Auto-rickshaw fares in Delhi may soon be hiked by up to 35%
According to the proposed new fares, it will cost Rs 25 for the first kilometre, followed by Rs 10 of each subsequent kilometre. At present, the auto fare is Rs 25 for the first two kilometers and Rs 8 for every subsequent kilometre.delhi Updated: Jul 24, 2018 23:48 IST
Auto-rickshaw rides in Delhi are set to become more expensive with chief minister Arvind Kejriwal giving an in-principle approval to a new fare slab structure on Monday during a meeting with representatives of various auto drivers’ unions, according to officials familiar with the developments.
Though the Delhi government will set up a committee to formalise the new fares and get them approved by the State Transport Authority (STA), Kejriwal told about 500 auto-rickshaw drivers that they will soon be able to charge Rs 25 for the first kilometre, followed by Rs 10 of each subsequent kilometre. At present, the auto fare is Rs 25 for the first two kilometers and Rs 8 for every subsequent kilometre.
This will amount to an increase of about 35% for a distance of five kilometres and nearly 30% for a distance of 10 kilometres (see box) . Fares were last increased in May, 2013 by the then Congress government led by Sheila Dikshit.
Delhi has 98,000 registered auto-rickshaws, and their drivers are considered a strong vote bank for the Aam Aadmi Party (AAP) in the national Capital. During the 2014 and 2015 assembly elections, they had campaigned extensively for the party.
Transport minister Kailash Gahlot confirmed that the Delhi government had considered the demands of auto-rickshaw unions that had agreed to hike fares. “Yes, there will be a fare revision soon. The government will formally set the new fare slabs through a committee. The process of appointing the committee has already started. It will submit its report within a month. After this, the recommended fares will be sent to the STA for final approval,” Gehlot said.
The committee will also decide if waiting rates need to be added to the fare in addition to the distance covered. The file will also be sent to Delhi lieutenant governor (L-G) Anil Baijal for approval. Though the government and the L-G have differed on various schemes, officials in the government said they were confident the recommendations would go through in light of a recent Supreme Court order that, they said, made it clear that governance issues other than land, public order and policing were the government’s jurisdiction.
The Kejriwal government had attempted to revise fares once in 2016, but the plan was rolled back after auto-rickshaw unions opposed an increase in fares since they were facing fresh competition from app-based taxi aggregators.
During Monday’s meeting with the chief minister, several auto unions demanded a fare hike citing an increase in CNG rates and higher maintenance cost. “Around 500 auto drivers were called by the CM to discuss the fare system.

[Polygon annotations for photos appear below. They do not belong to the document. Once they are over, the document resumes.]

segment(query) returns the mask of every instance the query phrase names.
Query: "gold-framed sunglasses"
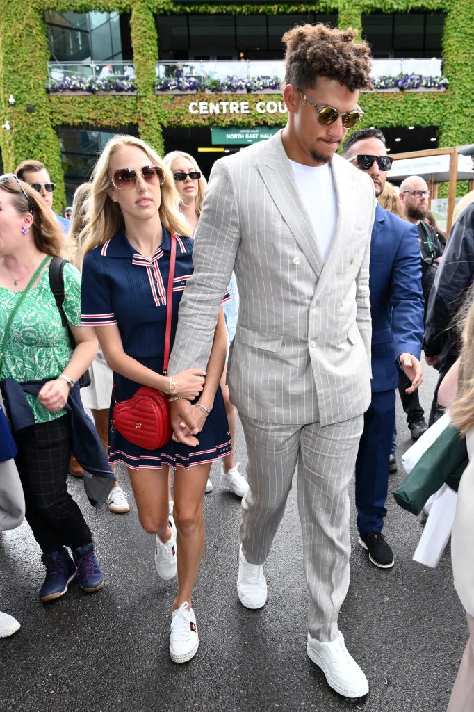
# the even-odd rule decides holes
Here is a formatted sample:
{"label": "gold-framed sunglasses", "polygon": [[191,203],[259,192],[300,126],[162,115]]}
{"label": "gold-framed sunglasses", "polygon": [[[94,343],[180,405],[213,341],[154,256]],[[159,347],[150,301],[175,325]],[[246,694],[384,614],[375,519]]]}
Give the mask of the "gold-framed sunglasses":
{"label": "gold-framed sunglasses", "polygon": [[308,104],[311,104],[316,109],[316,118],[318,124],[320,124],[321,126],[330,126],[331,124],[334,124],[337,121],[337,119],[340,116],[342,119],[342,125],[344,127],[352,129],[353,126],[359,123],[364,116],[364,112],[360,106],[357,105],[355,109],[351,109],[350,111],[344,112],[338,111],[334,106],[317,104],[315,101],[313,101],[309,96],[304,94],[298,87],[295,86],[294,84],[292,84],[292,86],[301,97],[301,101],[303,105],[307,102]]}

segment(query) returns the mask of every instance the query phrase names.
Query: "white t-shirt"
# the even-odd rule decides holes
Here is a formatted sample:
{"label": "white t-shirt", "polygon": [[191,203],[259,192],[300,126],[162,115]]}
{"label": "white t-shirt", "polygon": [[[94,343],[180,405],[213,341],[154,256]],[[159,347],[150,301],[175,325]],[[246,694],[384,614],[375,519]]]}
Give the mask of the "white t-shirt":
{"label": "white t-shirt", "polygon": [[325,261],[337,221],[337,199],[331,167],[329,163],[324,166],[304,166],[291,160],[290,163]]}

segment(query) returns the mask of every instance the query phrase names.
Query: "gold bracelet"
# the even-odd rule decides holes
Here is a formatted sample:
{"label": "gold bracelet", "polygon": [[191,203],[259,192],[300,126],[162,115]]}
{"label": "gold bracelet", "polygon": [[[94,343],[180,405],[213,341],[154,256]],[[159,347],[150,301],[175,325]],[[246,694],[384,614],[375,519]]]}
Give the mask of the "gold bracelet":
{"label": "gold bracelet", "polygon": [[177,389],[176,381],[172,376],[169,377],[169,394],[171,396],[174,396],[178,392]]}
{"label": "gold bracelet", "polygon": [[202,405],[201,403],[195,403],[198,408],[201,408],[203,413],[206,413],[206,415],[211,415],[211,412],[207,409],[205,405]]}

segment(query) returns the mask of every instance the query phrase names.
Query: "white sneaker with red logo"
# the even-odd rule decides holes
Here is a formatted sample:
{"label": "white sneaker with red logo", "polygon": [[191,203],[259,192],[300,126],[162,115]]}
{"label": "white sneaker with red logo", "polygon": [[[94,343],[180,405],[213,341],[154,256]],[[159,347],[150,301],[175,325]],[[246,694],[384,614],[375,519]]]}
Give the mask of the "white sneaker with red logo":
{"label": "white sneaker with red logo", "polygon": [[172,614],[169,629],[169,655],[174,663],[186,663],[199,647],[196,616],[186,601]]}

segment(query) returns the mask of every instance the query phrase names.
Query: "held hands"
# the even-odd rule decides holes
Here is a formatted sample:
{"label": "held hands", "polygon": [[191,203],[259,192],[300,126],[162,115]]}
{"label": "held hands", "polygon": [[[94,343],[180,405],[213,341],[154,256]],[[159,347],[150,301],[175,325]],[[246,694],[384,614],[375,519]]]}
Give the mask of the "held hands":
{"label": "held hands", "polygon": [[189,400],[172,401],[169,404],[173,440],[196,447],[199,441],[195,435],[202,430],[207,414],[198,405],[191,405]]}
{"label": "held hands", "polygon": [[205,375],[206,371],[203,371],[201,368],[188,368],[186,371],[181,371],[177,375],[173,376],[174,390],[176,390],[176,394],[173,394],[194,400],[203,389]]}
{"label": "held hands", "polygon": [[411,381],[411,385],[405,391],[406,393],[413,393],[423,381],[423,366],[412,354],[401,354],[400,365],[405,375]]}
{"label": "held hands", "polygon": [[69,397],[69,386],[62,378],[45,383],[38,394],[38,400],[50,413],[58,413]]}

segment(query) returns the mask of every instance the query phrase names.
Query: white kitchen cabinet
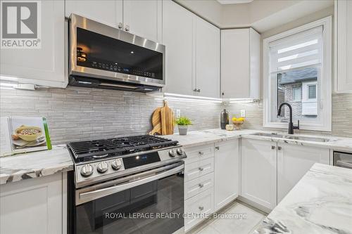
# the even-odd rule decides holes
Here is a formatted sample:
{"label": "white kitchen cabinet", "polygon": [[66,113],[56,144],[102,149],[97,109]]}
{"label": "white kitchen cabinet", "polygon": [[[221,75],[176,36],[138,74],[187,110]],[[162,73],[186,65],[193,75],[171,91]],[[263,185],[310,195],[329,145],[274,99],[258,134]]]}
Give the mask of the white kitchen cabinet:
{"label": "white kitchen cabinet", "polygon": [[220,96],[220,30],[172,1],[163,2],[164,92]]}
{"label": "white kitchen cabinet", "polygon": [[0,233],[65,233],[65,178],[58,173],[1,185]]}
{"label": "white kitchen cabinet", "polygon": [[197,95],[220,98],[220,30],[196,18],[196,89]]}
{"label": "white kitchen cabinet", "polygon": [[122,27],[122,0],[65,0],[65,4],[66,17],[75,13],[111,27]]}
{"label": "white kitchen cabinet", "polygon": [[352,1],[335,0],[335,91],[352,93]]}
{"label": "white kitchen cabinet", "polygon": [[267,209],[277,204],[277,143],[241,139],[241,195]]}
{"label": "white kitchen cabinet", "polygon": [[163,44],[165,46],[164,92],[194,95],[194,15],[172,1],[163,2]]}
{"label": "white kitchen cabinet", "polygon": [[1,48],[1,78],[19,83],[65,87],[65,2],[42,1],[41,8],[41,48]]}
{"label": "white kitchen cabinet", "polygon": [[221,94],[260,98],[260,35],[252,28],[221,30]]}
{"label": "white kitchen cabinet", "polygon": [[329,164],[326,148],[277,143],[277,203],[315,163]]}
{"label": "white kitchen cabinet", "polygon": [[239,194],[239,140],[215,145],[215,210],[222,208]]}
{"label": "white kitchen cabinet", "polygon": [[123,1],[124,29],[148,39],[162,43],[161,0]]}

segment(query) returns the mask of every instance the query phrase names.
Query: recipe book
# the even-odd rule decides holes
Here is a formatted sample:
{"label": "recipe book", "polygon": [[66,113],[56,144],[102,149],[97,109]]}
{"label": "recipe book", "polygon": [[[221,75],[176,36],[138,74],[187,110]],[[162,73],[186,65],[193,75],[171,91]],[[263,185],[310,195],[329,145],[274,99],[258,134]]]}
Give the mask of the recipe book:
{"label": "recipe book", "polygon": [[51,150],[45,117],[1,117],[0,156]]}

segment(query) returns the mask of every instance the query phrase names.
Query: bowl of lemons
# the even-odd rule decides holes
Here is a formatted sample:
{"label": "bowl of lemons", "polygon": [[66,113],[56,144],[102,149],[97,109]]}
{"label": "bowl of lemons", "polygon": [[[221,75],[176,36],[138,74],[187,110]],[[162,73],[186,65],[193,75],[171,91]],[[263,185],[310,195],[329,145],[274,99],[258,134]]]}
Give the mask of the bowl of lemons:
{"label": "bowl of lemons", "polygon": [[240,130],[245,120],[246,119],[244,117],[237,118],[236,117],[234,117],[232,118],[232,124],[234,126],[234,129],[236,130]]}

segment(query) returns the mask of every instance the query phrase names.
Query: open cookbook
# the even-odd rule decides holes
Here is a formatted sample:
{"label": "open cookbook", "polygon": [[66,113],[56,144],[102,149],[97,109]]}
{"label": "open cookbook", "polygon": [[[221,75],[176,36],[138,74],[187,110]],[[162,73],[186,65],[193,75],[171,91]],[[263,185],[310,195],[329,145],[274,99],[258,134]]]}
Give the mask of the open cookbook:
{"label": "open cookbook", "polygon": [[51,150],[45,117],[1,117],[0,156]]}

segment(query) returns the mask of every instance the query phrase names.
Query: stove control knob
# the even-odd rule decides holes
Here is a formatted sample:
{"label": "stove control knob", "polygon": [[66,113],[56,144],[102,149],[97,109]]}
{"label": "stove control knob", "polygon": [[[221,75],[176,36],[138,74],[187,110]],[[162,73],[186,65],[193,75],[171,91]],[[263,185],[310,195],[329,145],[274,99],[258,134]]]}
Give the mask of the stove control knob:
{"label": "stove control knob", "polygon": [[181,148],[179,148],[176,150],[176,152],[177,152],[177,155],[183,155],[183,152],[183,152],[183,150],[182,150]]}
{"label": "stove control knob", "polygon": [[96,170],[99,173],[104,173],[108,171],[108,167],[106,162],[101,162],[98,164],[98,167],[96,167]]}
{"label": "stove control knob", "polygon": [[169,151],[169,155],[170,157],[175,157],[175,156],[176,156],[176,152],[175,152],[175,150],[170,150],[170,151]]}
{"label": "stove control knob", "polygon": [[87,164],[82,167],[81,175],[83,176],[89,176],[93,174],[93,167],[91,164]]}
{"label": "stove control knob", "polygon": [[122,165],[122,162],[121,162],[120,160],[115,160],[113,161],[111,163],[111,167],[114,170],[118,170],[119,169],[121,168],[121,166]]}

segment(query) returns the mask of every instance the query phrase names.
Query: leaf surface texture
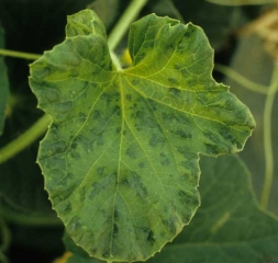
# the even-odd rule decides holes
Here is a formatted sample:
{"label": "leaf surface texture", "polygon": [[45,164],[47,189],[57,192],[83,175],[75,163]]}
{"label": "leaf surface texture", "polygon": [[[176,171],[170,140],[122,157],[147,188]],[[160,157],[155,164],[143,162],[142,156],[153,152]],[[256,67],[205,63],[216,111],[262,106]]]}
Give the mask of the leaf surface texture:
{"label": "leaf surface texture", "polygon": [[199,153],[242,150],[248,108],[212,77],[203,31],[147,15],[131,25],[132,67],[115,70],[90,10],[68,16],[66,39],[31,66],[53,123],[38,153],[68,235],[90,255],[146,260],[200,204]]}

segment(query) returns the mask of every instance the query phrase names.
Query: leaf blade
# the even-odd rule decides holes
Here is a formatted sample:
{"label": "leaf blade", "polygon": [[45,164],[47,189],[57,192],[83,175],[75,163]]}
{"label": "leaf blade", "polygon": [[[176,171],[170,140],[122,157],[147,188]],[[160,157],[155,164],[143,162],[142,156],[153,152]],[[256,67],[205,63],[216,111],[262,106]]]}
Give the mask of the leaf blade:
{"label": "leaf blade", "polygon": [[202,206],[190,226],[149,262],[275,261],[278,221],[259,207],[243,161],[204,157],[201,169]]}
{"label": "leaf blade", "polygon": [[[90,27],[91,22],[88,26],[87,20],[98,18],[84,12],[85,16],[82,12],[77,19],[71,16],[78,23],[68,30],[69,37],[31,66],[31,88],[40,107],[53,117],[40,147],[38,163],[53,206],[77,244],[101,260],[146,260],[171,241],[199,207],[199,152],[215,156],[240,150],[254,121],[226,87],[212,80],[212,50],[199,27],[154,14],[142,19],[131,30],[133,67],[114,71],[103,32]],[[86,30],[79,26],[84,20]],[[152,23],[153,31],[146,31],[149,39],[135,43]],[[173,45],[179,45],[185,35],[184,42],[192,41],[194,33],[189,36],[188,28],[201,35],[209,50],[208,69],[196,73],[204,81],[197,87],[192,84],[198,80],[194,73],[189,73],[190,83],[178,70],[166,67],[184,62]],[[149,56],[143,56],[144,52]],[[180,83],[169,81],[173,73]],[[190,107],[190,92],[196,92],[187,91],[188,84],[212,94],[211,104],[219,99],[213,98],[214,90],[224,94],[223,101],[231,101],[229,110],[240,105],[244,116],[237,126],[243,135],[237,138],[224,130],[227,136],[221,140],[213,137],[214,132],[221,134],[221,125],[210,127],[210,119],[204,121],[207,108],[196,98],[191,104],[198,105],[200,119],[193,119],[193,112],[184,108],[187,103]],[[221,122],[235,118],[234,113],[222,115]],[[205,126],[207,134],[198,125]]]}

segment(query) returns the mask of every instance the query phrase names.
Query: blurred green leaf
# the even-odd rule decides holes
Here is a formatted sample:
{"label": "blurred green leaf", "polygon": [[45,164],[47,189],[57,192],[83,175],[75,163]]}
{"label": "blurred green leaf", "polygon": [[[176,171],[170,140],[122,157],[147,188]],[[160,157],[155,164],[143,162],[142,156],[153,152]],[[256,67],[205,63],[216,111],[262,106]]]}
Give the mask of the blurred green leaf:
{"label": "blurred green leaf", "polygon": [[220,5],[253,5],[253,4],[269,4],[278,3],[278,0],[205,0]]}
{"label": "blurred green leaf", "polygon": [[[4,48],[4,31],[0,24],[0,48]],[[9,98],[9,79],[4,57],[0,56],[0,135],[3,133]],[[1,147],[1,146],[0,146]]]}
{"label": "blurred green leaf", "polygon": [[202,205],[149,263],[262,263],[278,259],[278,220],[258,206],[236,156],[201,158]]}
{"label": "blurred green leaf", "polygon": [[119,12],[120,0],[96,0],[88,5],[101,19],[105,28],[109,28],[114,22]]}

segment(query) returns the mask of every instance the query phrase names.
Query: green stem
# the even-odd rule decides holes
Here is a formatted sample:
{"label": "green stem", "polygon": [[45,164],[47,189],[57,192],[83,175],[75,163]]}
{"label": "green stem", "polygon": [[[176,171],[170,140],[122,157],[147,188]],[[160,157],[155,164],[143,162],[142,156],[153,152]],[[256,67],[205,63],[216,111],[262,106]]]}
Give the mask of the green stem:
{"label": "green stem", "polygon": [[132,0],[131,4],[125,9],[121,19],[118,21],[114,28],[111,31],[108,37],[108,46],[111,52],[113,52],[119,44],[119,42],[124,36],[125,32],[129,30],[131,23],[140,14],[141,10],[147,3],[147,0]]}
{"label": "green stem", "polygon": [[32,54],[32,53],[14,52],[14,50],[0,48],[0,56],[25,58],[25,59],[30,59],[30,60],[35,60],[35,59],[40,58],[42,55]]}
{"label": "green stem", "polygon": [[268,87],[267,85],[255,83],[255,82],[246,79],[245,77],[243,77],[242,75],[240,75],[235,70],[231,69],[230,67],[226,67],[224,65],[215,64],[214,69],[216,71],[225,75],[230,79],[234,80],[235,82],[237,82],[238,84],[241,84],[242,87],[244,87],[244,88],[246,88],[251,91],[262,93],[262,94],[267,94],[268,93]]}
{"label": "green stem", "polygon": [[2,218],[0,218],[1,241],[0,251],[7,252],[11,244],[11,232]]}
{"label": "green stem", "polygon": [[260,204],[267,208],[274,176],[274,155],[271,140],[271,114],[275,93],[278,90],[278,60],[275,62],[270,87],[268,89],[264,110],[264,148],[265,148],[265,181]]}
{"label": "green stem", "polygon": [[51,121],[49,115],[45,114],[24,134],[0,149],[0,163],[5,162],[41,137],[51,124]]}

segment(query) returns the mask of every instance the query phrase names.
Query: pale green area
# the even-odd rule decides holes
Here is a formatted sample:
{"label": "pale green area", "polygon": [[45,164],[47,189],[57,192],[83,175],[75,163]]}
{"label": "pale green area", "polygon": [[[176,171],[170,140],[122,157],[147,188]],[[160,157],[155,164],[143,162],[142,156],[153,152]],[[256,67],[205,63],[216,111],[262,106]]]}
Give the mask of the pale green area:
{"label": "pale green area", "polygon": [[149,263],[262,263],[278,260],[278,220],[259,207],[238,157],[201,158],[202,206]]}
{"label": "pale green area", "polygon": [[131,26],[131,68],[115,70],[90,10],[31,66],[53,123],[38,164],[68,235],[108,262],[146,260],[200,205],[199,153],[243,149],[248,108],[211,77],[213,52],[192,24],[147,15]]}
{"label": "pale green area", "polygon": [[[251,174],[236,156],[202,157],[202,205],[190,226],[149,263],[262,263],[278,260],[278,220],[255,198]],[[66,236],[67,263],[100,263]]]}
{"label": "pale green area", "polygon": [[[2,48],[3,46],[4,46],[4,32],[3,28],[0,26],[0,48]],[[8,98],[9,98],[8,72],[4,64],[4,57],[0,56],[0,135],[3,132]]]}

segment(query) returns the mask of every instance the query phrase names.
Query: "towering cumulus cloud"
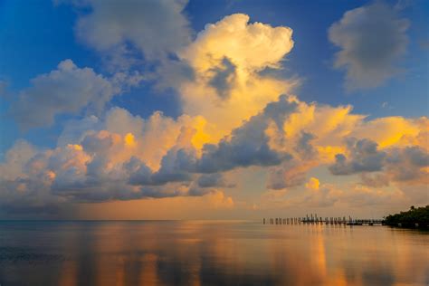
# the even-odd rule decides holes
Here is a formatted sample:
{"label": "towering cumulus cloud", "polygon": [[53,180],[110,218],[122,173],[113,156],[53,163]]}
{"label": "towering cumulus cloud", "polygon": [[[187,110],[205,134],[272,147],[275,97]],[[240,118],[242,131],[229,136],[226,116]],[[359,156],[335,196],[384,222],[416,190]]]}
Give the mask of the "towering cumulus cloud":
{"label": "towering cumulus cloud", "polygon": [[114,85],[91,68],[78,68],[71,60],[58,69],[32,80],[12,103],[11,112],[23,129],[51,125],[55,115],[77,113],[82,109],[100,112],[119,92]]}
{"label": "towering cumulus cloud", "polygon": [[382,2],[348,11],[330,26],[329,39],[340,48],[335,67],[347,70],[348,89],[377,87],[397,73],[408,26],[408,20]]}
{"label": "towering cumulus cloud", "polygon": [[[78,38],[101,56],[125,60],[112,65],[125,74],[142,58],[155,73],[168,70],[176,80],[166,86],[178,92],[183,114],[154,110],[141,118],[113,104],[106,109],[126,91],[120,72],[106,77],[71,60],[60,62],[35,77],[10,112],[24,129],[52,124],[57,115],[75,118],[54,148],[18,140],[7,151],[0,164],[3,212],[52,214],[131,200],[148,209],[335,207],[408,205],[424,196],[429,119],[369,119],[351,106],[300,100],[292,94],[299,81],[263,72],[282,68],[294,44],[291,28],[235,14],[192,39],[185,1],[76,5],[85,7]],[[389,6],[375,4],[348,12],[330,28],[341,48],[336,64],[347,67],[351,87],[372,87],[395,73],[407,25]],[[128,49],[142,58],[129,57]],[[177,75],[177,66],[192,76]]]}

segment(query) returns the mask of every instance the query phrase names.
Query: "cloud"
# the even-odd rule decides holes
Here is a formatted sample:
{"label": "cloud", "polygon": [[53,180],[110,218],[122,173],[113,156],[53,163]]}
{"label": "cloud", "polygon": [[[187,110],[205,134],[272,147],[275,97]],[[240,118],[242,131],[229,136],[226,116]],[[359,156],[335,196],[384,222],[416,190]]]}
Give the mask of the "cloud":
{"label": "cloud", "polygon": [[[179,59],[193,71],[192,80],[177,83],[185,113],[203,115],[213,124],[212,143],[259,113],[268,103],[289,93],[298,81],[261,75],[281,69],[293,47],[292,30],[249,23],[243,14],[207,24],[182,48]],[[222,43],[222,44],[219,44]]]}
{"label": "cloud", "polygon": [[376,142],[356,138],[348,139],[348,148],[350,152],[348,160],[344,154],[337,154],[335,164],[329,167],[334,175],[350,175],[359,172],[381,171],[386,153],[377,150]]}
{"label": "cloud", "polygon": [[310,190],[319,190],[320,182],[317,177],[310,177],[310,180],[305,184],[305,187]]}
{"label": "cloud", "polygon": [[[390,181],[427,184],[429,152],[419,146],[390,147],[380,150],[368,139],[348,138],[348,156],[338,154],[329,166],[334,175],[361,174],[365,186],[380,187]],[[370,176],[370,173],[375,173]]]}
{"label": "cloud", "polygon": [[229,184],[223,174],[205,174],[198,177],[198,186],[200,187],[234,187],[234,184]]}
{"label": "cloud", "polygon": [[382,2],[348,11],[329,30],[340,51],[335,68],[347,70],[349,90],[375,88],[398,72],[397,60],[406,51],[409,21]]}
{"label": "cloud", "polygon": [[77,114],[84,109],[98,113],[119,92],[92,69],[78,68],[71,60],[38,75],[32,84],[20,92],[10,109],[24,129],[52,125],[59,114]]}
{"label": "cloud", "polygon": [[271,148],[266,130],[270,122],[284,121],[295,109],[296,103],[289,101],[286,96],[269,103],[260,114],[233,130],[232,134],[222,139],[217,146],[205,145],[203,155],[196,163],[197,171],[215,173],[240,167],[267,167],[290,159],[288,153]]}
{"label": "cloud", "polygon": [[[79,39],[95,49],[123,54],[132,43],[148,60],[175,52],[190,41],[189,23],[182,14],[186,1],[100,1],[75,2],[90,7],[75,31]],[[113,53],[113,54],[115,54]]]}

Ninety per cent of those present agreed to increasing the rates, while the remaining opposed it saying they would lose more business as cab aggregators could reduce their minimum rates further. The CM went with the majority and told them that the rates will be revised,” said Upender Singh, treasurer of Aapka Apna Auto Taxi Union, which includes 500 drivers appointed as ‘in-charge’ by AAP at auto stands across the country. A representative of the union did not give exact figures on how many members it has.
Soon after the government agreed to the demands of auto drivers, taxi unions also demanded that fares be increased. “The rate of economy radio taxis was also last increased in June, 2013. If auto fares are hiked, we demand our rates go up too. At present, an economy radio taxi costs Rs 12.5 per kilometre. Business has taken a hit after the boom of taxi aggregators in the city,” said Inderjeet Singh, president of Rajdhani Parivahan Panchayat.
Experts said a hike in fares may not necessarily be a good thing since it could put passengers off autos. “People now opt for auto-rickshaws only for short distances or to travel to places where other modes such as metro or Ola/Uber (cabs) are not available. The government should do a fare elasticity demand study for deciding the rates. And if rates are increased, then it should ensure drivers do not refuse any passenger and that they all go by the metre,” said Sanjay Gupta, head of the department, transport and planning, at the School of Planning and Architecture.
Bharatiya Janata Party leader Vijender Gupta and Congress’s Ajay Maken said pricing for autos must follow a uniform policy to ensure all transport — metro, e-rickshaws and auto-rickshaws — coexist.
“Interest of auto drivers and users should be taken care of equally. The policy should be created with balanced approach,” said Gupta, who is also the lead of the opposition in the Delhi assembly.
Maken said a fare hike is not the only way to encourage autos. “It is not only the fare that concerns the drivers and general public; the government has to take holistic view and also consider the need of different segments of users,” he said.